Your humble reporter was fascinated to read about some new research using the anti-malarial agent chloroquine as a potential treatment for the insulin resistance syndrome.
I have a personal reason for being interested. Hypoglycemia (low blood glucose) is an occasional feature of treatment with chloroquine and in 1980 a study first indicated that chloroquine might slow the break down of insulin by the liver. In the early 1980s there were a flurry of papers indicating that chloroquine did some subtle things to insulin and insulin receptors in many tissues. So we came up with the idea of measuring its effects in humans. There was a memorable occasion on which I was doing an outpatient clinic with an intravenous line in my arm. (English doctors are well known for doing experiments on themselves: I had a professor in medical school who said that you should never do to a patient what you haven’t had done to yourself. I shall leave it to you, gentle reader, to wonder if I've tried everything....).

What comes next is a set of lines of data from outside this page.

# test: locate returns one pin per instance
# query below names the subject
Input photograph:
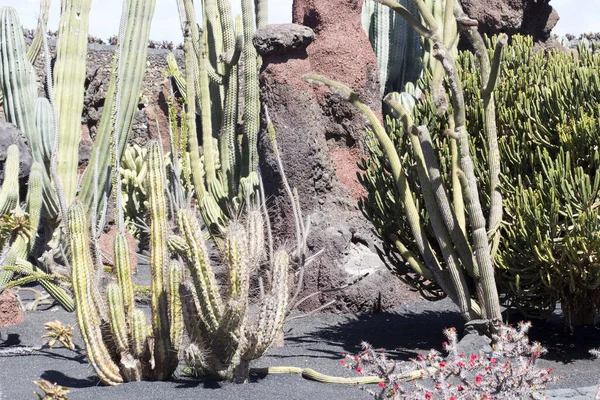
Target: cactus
(125, 352)
(211, 85)
(450, 260)
(25, 233)
(128, 71)
(19, 88)
(224, 338)
(397, 46)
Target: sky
(576, 16)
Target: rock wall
(320, 138)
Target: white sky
(576, 16)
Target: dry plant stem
(313, 375)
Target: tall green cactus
(19, 88)
(446, 257)
(24, 237)
(125, 352)
(211, 86)
(132, 54)
(69, 78)
(224, 336)
(397, 46)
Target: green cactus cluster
(229, 168)
(18, 232)
(131, 349)
(230, 327)
(545, 244)
(227, 325)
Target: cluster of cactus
(412, 195)
(548, 119)
(546, 248)
(53, 124)
(217, 315)
(211, 87)
(133, 190)
(18, 232)
(130, 350)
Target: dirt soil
(316, 342)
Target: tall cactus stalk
(211, 67)
(133, 51)
(19, 88)
(459, 259)
(69, 78)
(125, 352)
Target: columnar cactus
(212, 56)
(228, 327)
(22, 239)
(131, 349)
(447, 258)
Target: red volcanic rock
(320, 138)
(527, 17)
(10, 313)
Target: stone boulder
(527, 17)
(9, 135)
(10, 313)
(320, 140)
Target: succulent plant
(428, 207)
(131, 349)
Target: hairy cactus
(132, 349)
(439, 250)
(229, 326)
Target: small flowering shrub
(509, 372)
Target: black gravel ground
(316, 342)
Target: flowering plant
(508, 372)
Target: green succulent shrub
(547, 110)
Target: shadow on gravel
(65, 380)
(562, 344)
(401, 335)
(12, 339)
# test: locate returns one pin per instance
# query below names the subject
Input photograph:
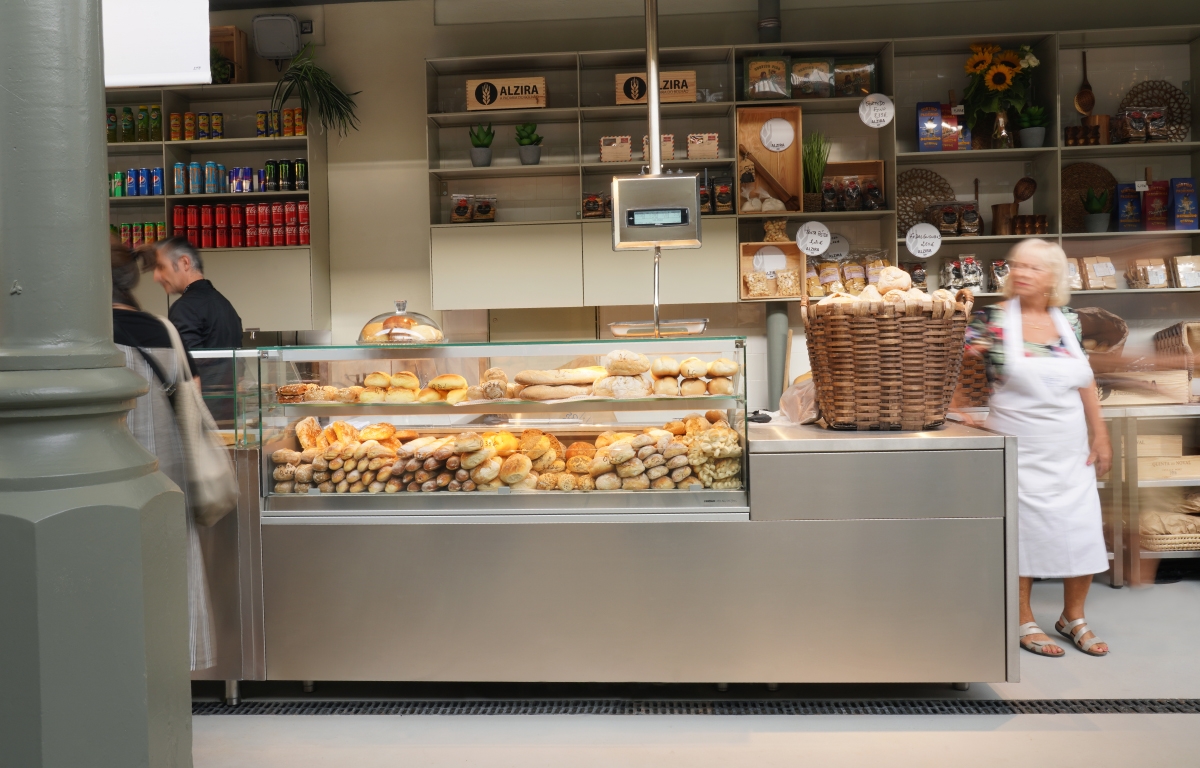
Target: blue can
(210, 178)
(195, 178)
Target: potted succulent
(1097, 207)
(528, 144)
(481, 145)
(1033, 126)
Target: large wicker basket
(879, 367)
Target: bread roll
(379, 378)
(406, 379)
(561, 376)
(550, 391)
(723, 366)
(665, 366)
(720, 385)
(667, 387)
(623, 387)
(625, 363)
(693, 369)
(448, 382)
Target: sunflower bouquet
(1000, 81)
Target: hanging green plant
(319, 96)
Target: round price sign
(814, 238)
(923, 240)
(876, 111)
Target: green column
(93, 559)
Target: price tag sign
(923, 240)
(876, 111)
(814, 238)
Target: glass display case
(471, 429)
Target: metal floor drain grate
(780, 707)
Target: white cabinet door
(705, 275)
(478, 267)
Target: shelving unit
(271, 287)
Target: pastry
(405, 379)
(378, 378)
(625, 363)
(447, 382)
(547, 391)
(693, 369)
(561, 376)
(665, 366)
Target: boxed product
(1128, 209)
(461, 208)
(929, 126)
(616, 149)
(703, 147)
(1182, 205)
(853, 77)
(767, 77)
(1099, 274)
(811, 78)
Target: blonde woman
(1044, 394)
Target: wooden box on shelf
(781, 172)
(765, 286)
(231, 43)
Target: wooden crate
(231, 43)
(786, 167)
(745, 265)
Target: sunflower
(1009, 59)
(977, 64)
(999, 78)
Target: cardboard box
(1159, 445)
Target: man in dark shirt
(203, 317)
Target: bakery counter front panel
(467, 430)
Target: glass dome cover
(401, 328)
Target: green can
(143, 124)
(127, 130)
(155, 123)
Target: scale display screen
(657, 217)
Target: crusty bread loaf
(550, 391)
(562, 376)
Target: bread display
(696, 451)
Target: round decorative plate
(1163, 94)
(1077, 180)
(916, 189)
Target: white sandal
(1038, 646)
(1074, 631)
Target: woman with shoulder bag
(149, 353)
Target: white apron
(1060, 528)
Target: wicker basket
(879, 367)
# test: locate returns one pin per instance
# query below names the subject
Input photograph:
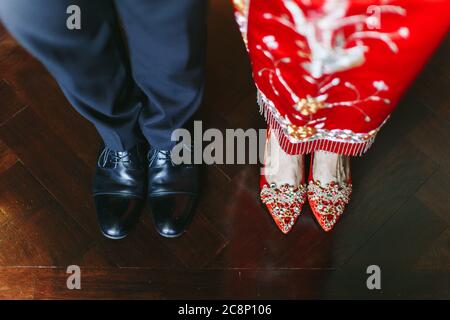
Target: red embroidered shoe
(284, 201)
(327, 201)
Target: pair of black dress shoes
(125, 180)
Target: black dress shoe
(173, 191)
(119, 190)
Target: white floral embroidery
(327, 50)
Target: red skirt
(330, 72)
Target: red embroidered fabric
(330, 72)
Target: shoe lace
(115, 157)
(159, 154)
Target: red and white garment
(330, 72)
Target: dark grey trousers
(144, 88)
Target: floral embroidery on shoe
(328, 202)
(284, 203)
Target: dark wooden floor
(398, 219)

So there I am doing my clinic when, around 11AM I begin to feel really strange: my glucose level was almost unrecordable and my insulin level was off the chart. Nothing that couldn’t be solved with a large dollop of sugar, but it made me very sympathetic to people who get hypoglycemic from their regular treatments.

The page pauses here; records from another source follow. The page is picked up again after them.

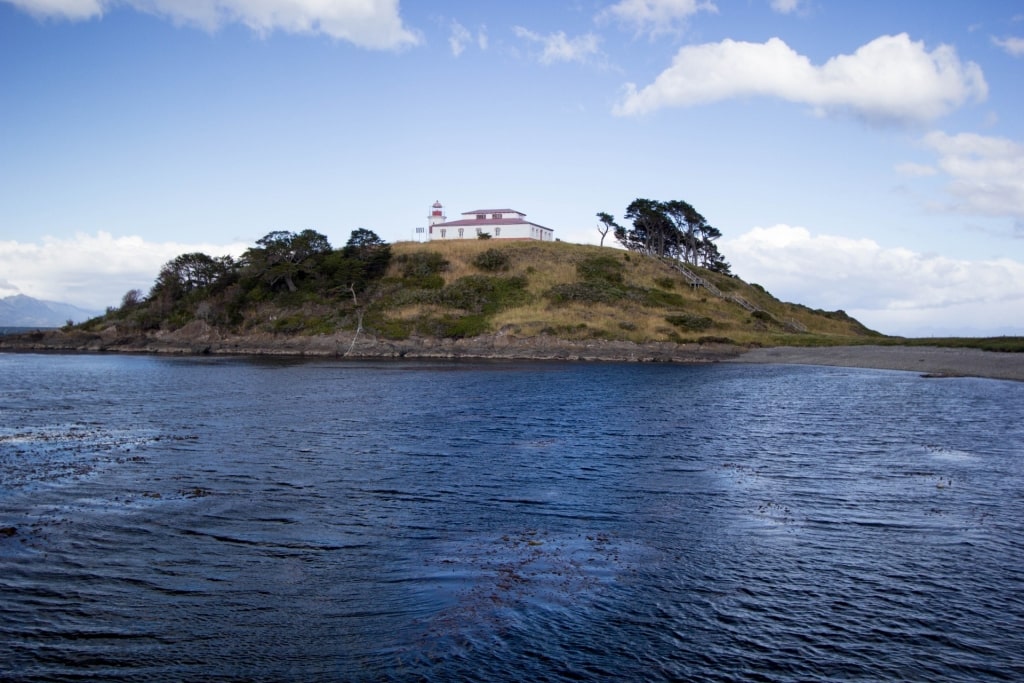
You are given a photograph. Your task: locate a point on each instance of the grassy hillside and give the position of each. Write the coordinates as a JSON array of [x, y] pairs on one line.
[[469, 288], [582, 292]]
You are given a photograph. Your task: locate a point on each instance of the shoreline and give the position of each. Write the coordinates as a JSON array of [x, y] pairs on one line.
[[202, 340], [929, 360]]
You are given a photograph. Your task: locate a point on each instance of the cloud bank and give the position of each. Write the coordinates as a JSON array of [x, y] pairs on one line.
[[890, 80], [892, 290], [655, 16], [369, 24], [559, 47], [91, 270], [986, 173]]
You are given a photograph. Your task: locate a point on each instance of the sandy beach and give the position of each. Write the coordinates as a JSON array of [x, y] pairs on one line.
[[931, 360]]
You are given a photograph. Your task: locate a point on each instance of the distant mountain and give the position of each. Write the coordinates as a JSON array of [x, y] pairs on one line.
[[24, 311]]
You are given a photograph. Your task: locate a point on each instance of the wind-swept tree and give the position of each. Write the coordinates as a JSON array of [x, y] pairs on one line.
[[608, 224], [673, 229], [284, 256]]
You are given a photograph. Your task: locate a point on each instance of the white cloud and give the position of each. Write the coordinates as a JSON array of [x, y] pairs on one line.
[[91, 270], [785, 6], [1013, 45], [986, 173], [655, 16], [559, 47], [893, 290], [370, 24], [915, 170], [890, 79], [459, 37], [66, 9]]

Sometimes Nature does our experiments for us: we did a lot of work on diabetes because it is associated with high rates of vascular disease. So understanding the mechanisms by which diabetes does that may help illuminate some of the cellular disturbances underlying arteriosclerosis in general. We are also interested in the few illnesses in which a single disturbed gene may lead to a definable set of signs and symptoms. There is a rare illness known as ataxia telangiectasia in which sufferers have a high risk of developing some cancers particularly lymphomas and leukemia. People with the illness are very sensitive to ionizing radiation, have a specific type of immune deficiency, degeneration of parts of the brain related to muscle function and coordination and they age prematurely. More than ten years ago it was discovered that a single gene - ataxia-telangiectasia mutated (ATM) gene – was responsible for the illness. The gene is responsible for producing a protein that recognizes damage to DNA. It now seems that ATM may also be linked to metabolic and cardiovascular diseases. It does this by inhibiting a protein called JNK, a stress kinase involved in inflammation with related effects in insulin resistance and atherosclerosis. So to everyone’s surprise a gene that can cause a rare disease can also cause insulin resistance.

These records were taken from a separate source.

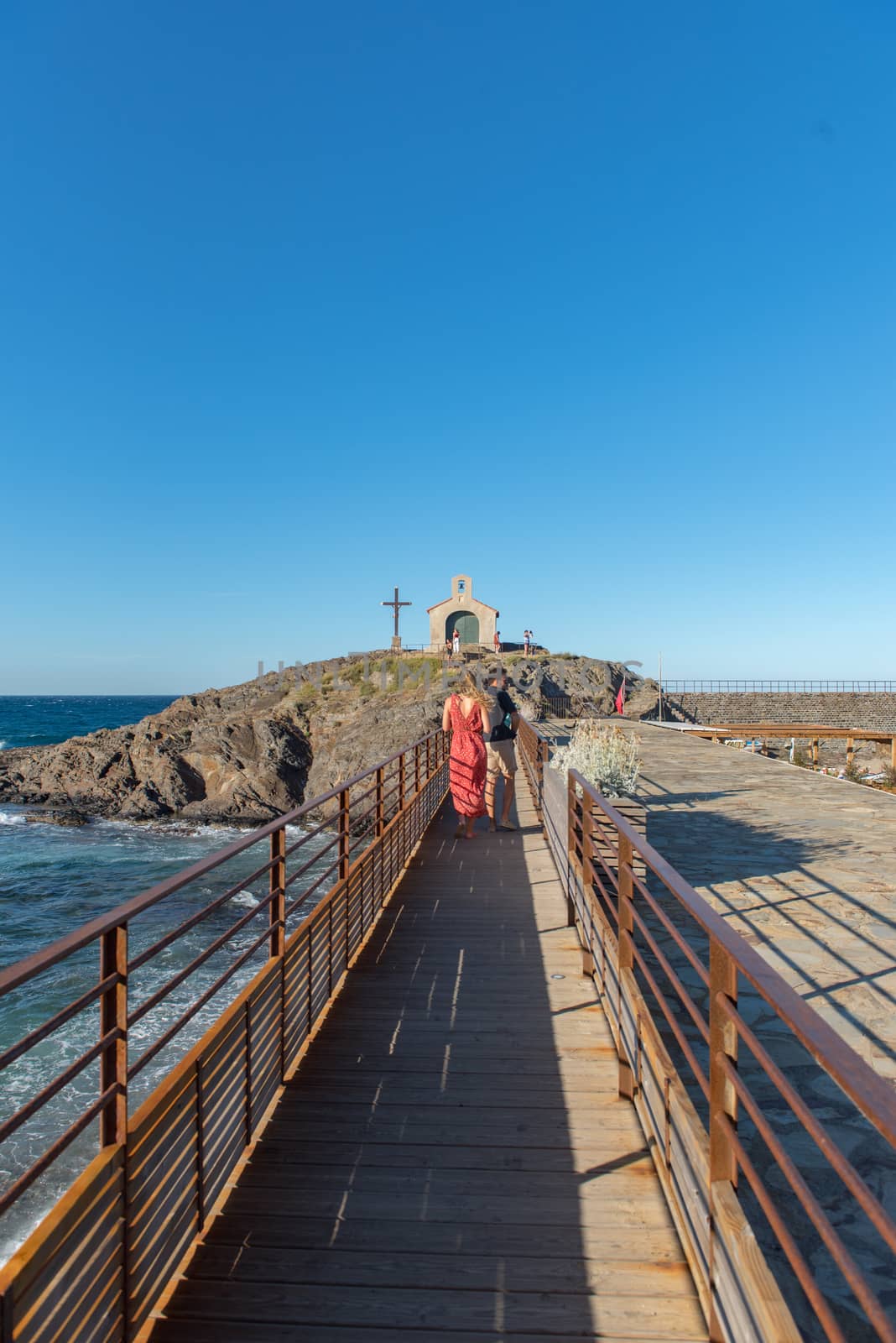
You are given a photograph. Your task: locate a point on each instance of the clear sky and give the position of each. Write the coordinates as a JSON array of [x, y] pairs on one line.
[[593, 301]]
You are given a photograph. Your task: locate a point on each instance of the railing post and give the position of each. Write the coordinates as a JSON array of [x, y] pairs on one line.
[[588, 881], [345, 837], [277, 910], [277, 948], [570, 848], [723, 1043], [723, 1100], [113, 1017], [625, 896], [541, 765]]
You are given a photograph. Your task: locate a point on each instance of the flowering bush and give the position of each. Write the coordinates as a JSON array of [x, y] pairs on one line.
[[605, 756]]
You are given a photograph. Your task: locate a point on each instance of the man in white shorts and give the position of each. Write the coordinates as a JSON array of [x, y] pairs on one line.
[[499, 750]]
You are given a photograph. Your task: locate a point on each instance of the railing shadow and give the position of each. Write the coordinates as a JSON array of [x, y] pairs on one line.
[[419, 1173]]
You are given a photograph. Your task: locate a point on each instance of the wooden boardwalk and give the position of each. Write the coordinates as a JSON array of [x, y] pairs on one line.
[[452, 1159]]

In the November issue of Cell Metabolism, researchers at Washington University School of Medicine in St. Louis and St. Jude Children's Research Hospital in Memphis, Tennessee report that a small dose of chloroquine eased many symptoms of metabolic syndrome in mice, reducing blood pressure, decreasing hardening and narrowing of the arteries and improving blood sugar tolerance. The results suggest we may only need very low and perhaps infrequent doses of chloroquine to achieve similar effects in humans. Both insulin and chloroquine activate the ATM gene.
This adds to the data that some of the metabolic dysfunctions triggered by obesity may be linked to the inflammatory responses that go wrong in autoimmune disorders like arthritis and systemic lupus erythematosus.
And an older treatment for rheumatoid and lupus just happens to be chloroquine.
Chloroquine itself has some side effects, but this is important information that will help us design more effective and carefully targeted holistic treatments for both metabolic disturbances and inflammatory conditions. All in all, very good news indeed.